The health secretary has met with the BMA’s GP leaders over what can be done to ‘strengthen access to GPs’, he told MPs today.
It follows a letter from GP Committee chair Dr Richard Vautrey demanding an ‘urgent meeting’ with Matt Hancock to seek clarity regarding face-to-face GP appointment advice.
The health secretary and primary care minister Jo Churchill met with Dr Vautrey, BMA Council chair Dr Chaand Nagpaul and BMA sessional GP committee chair Dr Ben Molyneux this morning, the BMA said.
The BMA said it ‘made plain’ that GPs and their teams are facing ‘unsustainable workload pressures’ and ‘feeling increasingly demoralised’.
It said: ‘The BMA made plain at today’s meeting that GPs and their teams are feeling increasingly demoralised by the suggestion that they are failing their patients by following national guidance around triage and remote consulting, despite doctors working tirelessly to keep up with patient demand on top of delivering the vaccine rollout.’
The health secretary ‘has told the BMA that he recognises the immense pressures general practice is currently facing’, it added.
Dr Vautrey said: ‘We are very pleased that Matt Hancock and Jo Churchill recognised the importance of meeting with us and the extreme pressures currently facing general practice.
‘It’s hugely encouraging that Government is listening and taking this issue as seriously as we are – even going on to refer to our meeting in the House of Commons today – but it’s clear that this must now go beyond words and turn into action.’
He added: ‘We have fulfilled our promise to members that we would speak to the Government as soon as possible to rectify this situation, and now look forward to doing so.’

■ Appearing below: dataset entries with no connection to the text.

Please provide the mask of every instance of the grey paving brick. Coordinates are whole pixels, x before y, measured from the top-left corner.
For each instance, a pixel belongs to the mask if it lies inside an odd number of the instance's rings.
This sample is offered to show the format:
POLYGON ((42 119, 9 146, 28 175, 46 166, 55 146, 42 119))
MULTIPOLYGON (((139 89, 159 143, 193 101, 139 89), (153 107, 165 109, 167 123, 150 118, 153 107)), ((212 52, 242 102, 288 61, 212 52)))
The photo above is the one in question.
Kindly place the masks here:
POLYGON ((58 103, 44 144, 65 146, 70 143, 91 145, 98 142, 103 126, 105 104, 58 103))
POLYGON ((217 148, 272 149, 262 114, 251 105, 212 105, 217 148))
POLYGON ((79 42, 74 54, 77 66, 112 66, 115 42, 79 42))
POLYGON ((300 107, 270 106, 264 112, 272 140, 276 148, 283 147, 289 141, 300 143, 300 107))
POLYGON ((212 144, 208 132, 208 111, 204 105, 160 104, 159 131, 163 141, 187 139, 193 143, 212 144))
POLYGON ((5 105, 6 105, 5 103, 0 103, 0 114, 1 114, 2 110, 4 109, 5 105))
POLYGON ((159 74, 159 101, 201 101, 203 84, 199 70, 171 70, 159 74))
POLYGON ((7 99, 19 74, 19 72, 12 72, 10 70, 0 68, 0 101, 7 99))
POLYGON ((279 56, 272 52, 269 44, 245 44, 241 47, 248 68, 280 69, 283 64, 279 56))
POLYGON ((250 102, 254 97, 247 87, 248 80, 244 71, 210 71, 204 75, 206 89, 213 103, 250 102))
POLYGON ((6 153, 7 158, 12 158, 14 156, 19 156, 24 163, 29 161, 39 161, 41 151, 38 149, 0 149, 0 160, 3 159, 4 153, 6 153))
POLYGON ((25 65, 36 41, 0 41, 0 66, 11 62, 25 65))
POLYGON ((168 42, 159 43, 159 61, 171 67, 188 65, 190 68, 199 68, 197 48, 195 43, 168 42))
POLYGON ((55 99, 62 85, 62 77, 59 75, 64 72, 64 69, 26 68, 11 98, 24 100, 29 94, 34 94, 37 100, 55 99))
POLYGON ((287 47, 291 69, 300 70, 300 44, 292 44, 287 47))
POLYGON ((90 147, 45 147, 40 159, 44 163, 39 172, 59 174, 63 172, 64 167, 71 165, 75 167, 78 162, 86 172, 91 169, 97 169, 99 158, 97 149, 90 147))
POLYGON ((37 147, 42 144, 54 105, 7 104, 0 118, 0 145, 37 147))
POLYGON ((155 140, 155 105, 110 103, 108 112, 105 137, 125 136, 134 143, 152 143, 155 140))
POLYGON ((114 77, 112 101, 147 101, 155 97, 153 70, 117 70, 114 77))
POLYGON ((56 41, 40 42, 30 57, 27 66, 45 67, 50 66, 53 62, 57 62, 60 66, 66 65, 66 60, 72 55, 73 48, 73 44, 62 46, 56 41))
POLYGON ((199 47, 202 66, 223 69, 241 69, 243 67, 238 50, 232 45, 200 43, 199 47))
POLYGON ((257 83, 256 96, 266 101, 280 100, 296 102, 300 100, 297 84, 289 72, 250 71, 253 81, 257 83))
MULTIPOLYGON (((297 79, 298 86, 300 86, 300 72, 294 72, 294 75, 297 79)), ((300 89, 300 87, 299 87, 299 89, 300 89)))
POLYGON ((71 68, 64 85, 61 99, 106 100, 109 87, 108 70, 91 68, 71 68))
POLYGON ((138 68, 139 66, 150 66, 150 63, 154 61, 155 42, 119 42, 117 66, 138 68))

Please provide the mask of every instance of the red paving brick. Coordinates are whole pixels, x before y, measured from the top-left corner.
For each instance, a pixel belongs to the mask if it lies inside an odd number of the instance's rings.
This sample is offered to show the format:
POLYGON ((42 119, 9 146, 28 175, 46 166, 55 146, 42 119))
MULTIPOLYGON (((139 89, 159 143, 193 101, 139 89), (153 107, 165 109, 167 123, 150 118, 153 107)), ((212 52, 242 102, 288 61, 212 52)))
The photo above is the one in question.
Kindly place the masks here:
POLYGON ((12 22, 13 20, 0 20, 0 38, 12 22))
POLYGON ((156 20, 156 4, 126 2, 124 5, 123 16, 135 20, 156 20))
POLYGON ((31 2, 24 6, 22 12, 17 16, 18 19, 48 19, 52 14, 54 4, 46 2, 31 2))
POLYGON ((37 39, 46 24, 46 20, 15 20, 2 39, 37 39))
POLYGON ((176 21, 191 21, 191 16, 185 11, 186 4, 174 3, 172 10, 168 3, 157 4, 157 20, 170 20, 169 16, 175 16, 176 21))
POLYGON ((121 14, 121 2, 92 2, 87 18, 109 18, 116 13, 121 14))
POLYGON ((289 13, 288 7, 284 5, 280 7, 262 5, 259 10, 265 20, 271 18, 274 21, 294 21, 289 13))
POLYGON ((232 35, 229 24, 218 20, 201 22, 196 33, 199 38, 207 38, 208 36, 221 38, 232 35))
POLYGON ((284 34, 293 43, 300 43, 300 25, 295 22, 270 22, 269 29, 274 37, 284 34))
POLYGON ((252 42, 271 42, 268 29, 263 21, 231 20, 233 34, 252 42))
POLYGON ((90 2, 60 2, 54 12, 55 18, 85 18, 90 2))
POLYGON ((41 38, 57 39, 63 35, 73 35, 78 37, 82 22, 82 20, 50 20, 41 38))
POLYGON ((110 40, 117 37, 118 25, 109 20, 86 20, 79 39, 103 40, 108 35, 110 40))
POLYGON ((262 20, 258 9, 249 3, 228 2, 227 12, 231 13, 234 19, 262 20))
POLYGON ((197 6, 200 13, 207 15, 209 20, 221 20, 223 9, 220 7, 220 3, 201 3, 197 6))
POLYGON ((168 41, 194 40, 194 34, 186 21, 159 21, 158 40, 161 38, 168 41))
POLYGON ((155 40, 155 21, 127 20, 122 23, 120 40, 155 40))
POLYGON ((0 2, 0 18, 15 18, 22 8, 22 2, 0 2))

Dr Vautrey called for emergency legislation which led to the ‘top-down directives currently governing general practice’ to be removed and for a ‘defined recovery phase for primary care’, backed by investment.
Speaking in the House of Commons this morning, Hancock made his comments in response to a question on his ‘commitment’ to ‘improving access to vital GP services’.
He said: ‘GP access in particular is very important and this morning I met with the British Medical Association and the British Medical Association GP leadership to talk about what more we can do to strengthen access to GPs.’
He later added: ‘It’s been great going around the country looking at what we can do to further invest in the NHS, to strengthen our NHS, to support our NHS to deliver better care.’
Last week, Dr Vautrey’s letter called for an ‘end to directive letters’ like the one sent earlier this month by NHS England, saying practices must instead ‘be allowed to deliver patient care in the most appropriate manner, meeting the reasonable needs of their patients and based on their knowledge of their local communities’.
The letter added that practices and GP out-of-hours services ‘do not feel supported by the Government or NHS England’ and said the Government must condemn the abuse practices are now facing ‘in the strongest possible terms’.
Dr Vautrey called on the Government to provide ‘a clear statement’ around PPE and social distancing measures in practices, as well as a ‘major public campaign’ that ‘explicitly supports’ general practice and is honest with the public about the challenges faced.
It comes as the BMA’s GP Committee has paused all meetings with NHS England until the disagreement around face-to-face appointments in practices is resolved, saying it has ‘no confidence’ in NHS England’s executive directors.
It follows calls among grassroots GPs for the resignation of NHS England’s medical director for primary care amid the furore created by its letter – with a petition to that effect racking up over a thousand signatures.
Meanwhile, Pulse revealed last week that NHS England is monitoring how many face-to-face appointments GP practices are offering and asking them to justify ‘low’ levels.